An adversary may attempt to evade process tree-based analysis by modifying executed malware’s parent process ID (PPID). If endpoint protection software leverages the “parent-child” relationship for detection, breaking this relationship could result in the adversary’s behavior not being associated with previous process tree activity. On Unix-based systems breaking this process tree is common practice for administrators to execute software using scripts and programs.1

On Linux systems, adversaries may execute a series of Native API calls to alter malware’s process tree. For example, adversaries can execute their payload without any arguments, call the fork() API call twice, then have the parent process exit. This creates a grandchild process with no parent process that is immediately adopted by the init system process (PID 1), which successfully disconnects the execution of the adversary’s payload from its previous process tree.

Another example is using the “daemon” syscall to detach from the current parent process and run in the background.32

Item Value
ID T1036.009
Sub-techniques T1036.001, T1036.002, T1036.003, T1036.004, T1036.005, T1036.006, T1036.007, T1036.008, T1036.009, T1036.010, T1036.011, T1036.012
Tactics TA0005
Platforms Linux, macOS
Version 1.0
Created 27 September 2023
Last Modified 15 April 2025

Procedure Examples

ID Name Description
S1161 BPFDoor After initial execution, BPFDoor forks itself and runs the fork with the --init flag, which allows it to execute secondary clean up operations.

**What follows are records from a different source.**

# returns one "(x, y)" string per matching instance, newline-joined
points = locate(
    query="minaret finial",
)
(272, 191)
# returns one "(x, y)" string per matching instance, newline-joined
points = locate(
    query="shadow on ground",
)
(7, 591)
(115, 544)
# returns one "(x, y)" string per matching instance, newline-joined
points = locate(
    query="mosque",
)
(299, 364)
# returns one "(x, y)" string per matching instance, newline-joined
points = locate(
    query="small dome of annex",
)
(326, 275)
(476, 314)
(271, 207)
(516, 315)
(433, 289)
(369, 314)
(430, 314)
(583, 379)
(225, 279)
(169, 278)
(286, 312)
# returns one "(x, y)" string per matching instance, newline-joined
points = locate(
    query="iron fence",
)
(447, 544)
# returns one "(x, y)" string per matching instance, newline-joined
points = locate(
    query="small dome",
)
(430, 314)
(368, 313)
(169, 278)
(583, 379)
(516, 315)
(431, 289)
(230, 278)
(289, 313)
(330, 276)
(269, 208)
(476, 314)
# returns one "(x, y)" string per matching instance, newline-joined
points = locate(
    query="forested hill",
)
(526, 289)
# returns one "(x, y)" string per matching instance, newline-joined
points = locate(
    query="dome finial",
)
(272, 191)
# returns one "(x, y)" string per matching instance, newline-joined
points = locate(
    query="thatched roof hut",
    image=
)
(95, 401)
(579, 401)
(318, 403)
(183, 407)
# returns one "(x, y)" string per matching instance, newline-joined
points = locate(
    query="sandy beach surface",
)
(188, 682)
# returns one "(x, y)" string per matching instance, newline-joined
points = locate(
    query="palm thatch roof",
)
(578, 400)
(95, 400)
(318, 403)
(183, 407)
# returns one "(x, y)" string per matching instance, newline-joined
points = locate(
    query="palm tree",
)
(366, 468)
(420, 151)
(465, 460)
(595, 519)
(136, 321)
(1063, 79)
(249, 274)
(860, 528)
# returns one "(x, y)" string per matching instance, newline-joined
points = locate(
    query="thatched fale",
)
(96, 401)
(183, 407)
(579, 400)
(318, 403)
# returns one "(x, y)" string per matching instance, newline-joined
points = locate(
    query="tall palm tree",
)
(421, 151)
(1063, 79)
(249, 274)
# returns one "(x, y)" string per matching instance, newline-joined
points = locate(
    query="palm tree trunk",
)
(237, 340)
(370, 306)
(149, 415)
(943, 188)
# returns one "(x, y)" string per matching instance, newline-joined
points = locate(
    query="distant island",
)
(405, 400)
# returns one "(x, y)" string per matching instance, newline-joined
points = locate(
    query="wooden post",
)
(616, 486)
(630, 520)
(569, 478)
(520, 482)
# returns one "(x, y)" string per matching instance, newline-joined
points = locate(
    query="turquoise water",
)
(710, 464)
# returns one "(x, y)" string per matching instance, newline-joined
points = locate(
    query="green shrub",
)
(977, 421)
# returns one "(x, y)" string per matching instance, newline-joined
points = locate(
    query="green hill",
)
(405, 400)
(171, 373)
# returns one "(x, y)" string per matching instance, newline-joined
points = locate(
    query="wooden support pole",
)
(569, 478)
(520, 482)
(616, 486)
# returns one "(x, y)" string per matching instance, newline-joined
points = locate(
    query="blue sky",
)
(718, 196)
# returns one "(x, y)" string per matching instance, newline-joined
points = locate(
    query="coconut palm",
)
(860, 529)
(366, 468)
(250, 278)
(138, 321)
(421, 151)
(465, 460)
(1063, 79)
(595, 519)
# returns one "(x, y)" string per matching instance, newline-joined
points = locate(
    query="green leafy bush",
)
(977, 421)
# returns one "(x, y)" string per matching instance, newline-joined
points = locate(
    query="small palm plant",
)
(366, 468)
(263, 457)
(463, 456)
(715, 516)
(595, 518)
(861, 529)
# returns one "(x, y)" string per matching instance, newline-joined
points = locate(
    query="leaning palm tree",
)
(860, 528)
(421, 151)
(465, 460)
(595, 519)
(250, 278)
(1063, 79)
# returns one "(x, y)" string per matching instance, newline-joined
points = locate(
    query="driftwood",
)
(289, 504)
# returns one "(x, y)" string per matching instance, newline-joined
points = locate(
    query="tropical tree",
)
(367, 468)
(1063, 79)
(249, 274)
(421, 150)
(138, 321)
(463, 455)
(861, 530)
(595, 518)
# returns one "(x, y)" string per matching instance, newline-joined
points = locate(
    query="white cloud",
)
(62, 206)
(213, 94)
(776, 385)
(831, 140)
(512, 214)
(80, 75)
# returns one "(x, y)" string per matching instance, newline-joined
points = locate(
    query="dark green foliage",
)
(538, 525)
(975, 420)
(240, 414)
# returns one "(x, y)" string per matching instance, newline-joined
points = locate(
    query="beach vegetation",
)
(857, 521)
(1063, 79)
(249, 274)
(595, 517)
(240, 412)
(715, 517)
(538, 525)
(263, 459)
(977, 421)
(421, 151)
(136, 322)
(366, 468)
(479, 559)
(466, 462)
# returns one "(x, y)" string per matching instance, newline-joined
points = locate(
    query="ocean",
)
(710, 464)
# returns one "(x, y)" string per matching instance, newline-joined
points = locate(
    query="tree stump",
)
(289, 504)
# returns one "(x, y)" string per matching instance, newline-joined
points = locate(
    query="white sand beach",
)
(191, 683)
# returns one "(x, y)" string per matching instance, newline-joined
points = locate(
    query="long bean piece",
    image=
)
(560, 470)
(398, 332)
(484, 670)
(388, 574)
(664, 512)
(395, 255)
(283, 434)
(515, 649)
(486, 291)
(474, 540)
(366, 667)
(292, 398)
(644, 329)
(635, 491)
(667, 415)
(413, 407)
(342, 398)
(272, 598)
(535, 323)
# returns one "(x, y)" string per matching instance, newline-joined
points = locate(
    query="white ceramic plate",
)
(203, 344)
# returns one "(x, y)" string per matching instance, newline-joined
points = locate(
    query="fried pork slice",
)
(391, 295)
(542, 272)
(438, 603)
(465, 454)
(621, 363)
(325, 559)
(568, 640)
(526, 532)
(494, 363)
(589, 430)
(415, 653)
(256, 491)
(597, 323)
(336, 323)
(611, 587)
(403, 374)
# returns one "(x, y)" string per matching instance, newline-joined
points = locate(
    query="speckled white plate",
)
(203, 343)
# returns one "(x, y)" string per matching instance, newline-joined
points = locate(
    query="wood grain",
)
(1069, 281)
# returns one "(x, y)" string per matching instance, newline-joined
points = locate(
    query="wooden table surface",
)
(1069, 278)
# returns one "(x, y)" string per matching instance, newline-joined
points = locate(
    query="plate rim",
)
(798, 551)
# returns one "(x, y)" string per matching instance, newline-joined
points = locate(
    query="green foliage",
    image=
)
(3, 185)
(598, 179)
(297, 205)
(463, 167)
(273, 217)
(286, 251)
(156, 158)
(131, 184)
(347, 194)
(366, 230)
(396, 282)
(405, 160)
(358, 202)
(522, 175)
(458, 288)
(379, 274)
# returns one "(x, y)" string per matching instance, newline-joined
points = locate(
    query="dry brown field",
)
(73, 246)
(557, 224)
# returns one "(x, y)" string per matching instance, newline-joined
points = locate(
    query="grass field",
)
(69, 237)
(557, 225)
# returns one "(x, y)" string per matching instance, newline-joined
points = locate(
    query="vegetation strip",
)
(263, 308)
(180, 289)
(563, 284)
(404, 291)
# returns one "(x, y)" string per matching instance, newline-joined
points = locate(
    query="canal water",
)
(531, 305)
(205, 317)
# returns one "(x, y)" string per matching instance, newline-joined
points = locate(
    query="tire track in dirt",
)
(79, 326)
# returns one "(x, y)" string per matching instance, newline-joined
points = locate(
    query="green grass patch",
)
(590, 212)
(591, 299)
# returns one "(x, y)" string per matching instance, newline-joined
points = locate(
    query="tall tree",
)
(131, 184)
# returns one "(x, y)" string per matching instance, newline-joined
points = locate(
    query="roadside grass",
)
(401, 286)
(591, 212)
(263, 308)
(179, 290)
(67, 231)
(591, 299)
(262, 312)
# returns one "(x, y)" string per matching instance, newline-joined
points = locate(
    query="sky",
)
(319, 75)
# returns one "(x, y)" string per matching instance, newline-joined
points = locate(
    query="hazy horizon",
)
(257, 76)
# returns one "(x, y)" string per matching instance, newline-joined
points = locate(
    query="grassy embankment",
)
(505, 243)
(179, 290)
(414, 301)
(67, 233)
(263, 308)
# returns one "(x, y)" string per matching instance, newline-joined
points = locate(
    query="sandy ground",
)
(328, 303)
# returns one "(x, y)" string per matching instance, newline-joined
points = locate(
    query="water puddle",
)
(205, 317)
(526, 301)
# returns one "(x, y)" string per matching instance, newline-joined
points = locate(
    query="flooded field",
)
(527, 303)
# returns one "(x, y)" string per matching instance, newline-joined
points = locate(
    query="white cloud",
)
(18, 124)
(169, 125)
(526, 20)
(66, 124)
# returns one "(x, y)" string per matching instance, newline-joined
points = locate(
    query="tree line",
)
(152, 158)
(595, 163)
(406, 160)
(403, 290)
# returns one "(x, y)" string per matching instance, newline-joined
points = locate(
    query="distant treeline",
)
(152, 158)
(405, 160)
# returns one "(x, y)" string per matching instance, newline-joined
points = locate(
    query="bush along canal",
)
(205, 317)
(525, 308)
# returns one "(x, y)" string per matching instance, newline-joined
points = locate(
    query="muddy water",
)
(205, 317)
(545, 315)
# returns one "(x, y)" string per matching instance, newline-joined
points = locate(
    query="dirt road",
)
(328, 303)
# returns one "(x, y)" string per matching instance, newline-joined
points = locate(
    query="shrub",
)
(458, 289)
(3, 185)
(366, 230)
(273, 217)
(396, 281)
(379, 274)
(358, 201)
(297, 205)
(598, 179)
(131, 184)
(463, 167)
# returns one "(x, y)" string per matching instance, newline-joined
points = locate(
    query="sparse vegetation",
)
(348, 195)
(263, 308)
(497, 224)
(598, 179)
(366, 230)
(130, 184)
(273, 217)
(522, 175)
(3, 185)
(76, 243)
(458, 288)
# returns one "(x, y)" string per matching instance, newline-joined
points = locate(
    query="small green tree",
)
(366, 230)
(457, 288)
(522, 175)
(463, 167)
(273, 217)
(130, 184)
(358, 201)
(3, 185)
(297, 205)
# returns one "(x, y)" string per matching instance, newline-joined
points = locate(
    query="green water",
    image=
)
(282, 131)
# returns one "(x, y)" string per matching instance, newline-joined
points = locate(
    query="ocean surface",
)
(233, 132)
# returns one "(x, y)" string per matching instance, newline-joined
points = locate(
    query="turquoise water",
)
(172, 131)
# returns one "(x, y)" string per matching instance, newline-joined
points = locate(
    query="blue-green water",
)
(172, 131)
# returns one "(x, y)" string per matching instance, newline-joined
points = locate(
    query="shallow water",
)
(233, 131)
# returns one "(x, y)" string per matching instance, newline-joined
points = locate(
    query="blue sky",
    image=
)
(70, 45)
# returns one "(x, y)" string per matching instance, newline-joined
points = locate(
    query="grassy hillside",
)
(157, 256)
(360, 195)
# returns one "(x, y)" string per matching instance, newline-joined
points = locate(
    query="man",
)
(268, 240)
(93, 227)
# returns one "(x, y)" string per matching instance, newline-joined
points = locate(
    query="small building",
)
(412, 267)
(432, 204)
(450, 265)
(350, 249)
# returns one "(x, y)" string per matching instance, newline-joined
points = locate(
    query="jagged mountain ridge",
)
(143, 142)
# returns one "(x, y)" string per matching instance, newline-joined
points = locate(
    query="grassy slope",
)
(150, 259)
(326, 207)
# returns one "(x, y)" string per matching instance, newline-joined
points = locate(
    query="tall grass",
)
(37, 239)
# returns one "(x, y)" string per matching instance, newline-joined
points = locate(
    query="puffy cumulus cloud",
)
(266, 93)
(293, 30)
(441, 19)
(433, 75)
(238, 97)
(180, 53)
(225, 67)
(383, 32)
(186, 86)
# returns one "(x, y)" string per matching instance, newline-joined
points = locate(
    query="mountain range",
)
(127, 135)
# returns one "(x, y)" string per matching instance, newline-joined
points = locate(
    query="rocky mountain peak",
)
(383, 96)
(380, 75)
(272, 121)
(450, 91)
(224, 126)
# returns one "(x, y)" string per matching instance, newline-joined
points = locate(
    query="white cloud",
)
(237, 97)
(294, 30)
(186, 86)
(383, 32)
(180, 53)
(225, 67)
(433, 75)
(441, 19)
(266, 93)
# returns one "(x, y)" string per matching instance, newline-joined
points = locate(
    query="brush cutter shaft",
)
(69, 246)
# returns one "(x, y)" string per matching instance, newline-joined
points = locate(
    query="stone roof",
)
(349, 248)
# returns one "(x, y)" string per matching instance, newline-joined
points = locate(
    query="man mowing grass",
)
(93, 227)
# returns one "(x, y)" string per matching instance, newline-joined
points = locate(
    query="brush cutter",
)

The parent process terminates leaving the forked process to be inherited by the legitimate process init.3

References

  1. Juan Tapiador. (2022, April 11). UNIX daemonization and the double fork. Retrieved September 29, 2023. 

  2. Microsoft Threat Intelligence. (2022, May 19). Rise in XorDdos: A deeper look at the stealthy DDoS malware targeting Linux devices. Retrieved September 27, 2023. 

  3. The Sandfly Security Team. (2022, May 11). BPFDoor - An Evasive Linux Backdoor Technical Analysis. Retrieved September 29, 2023.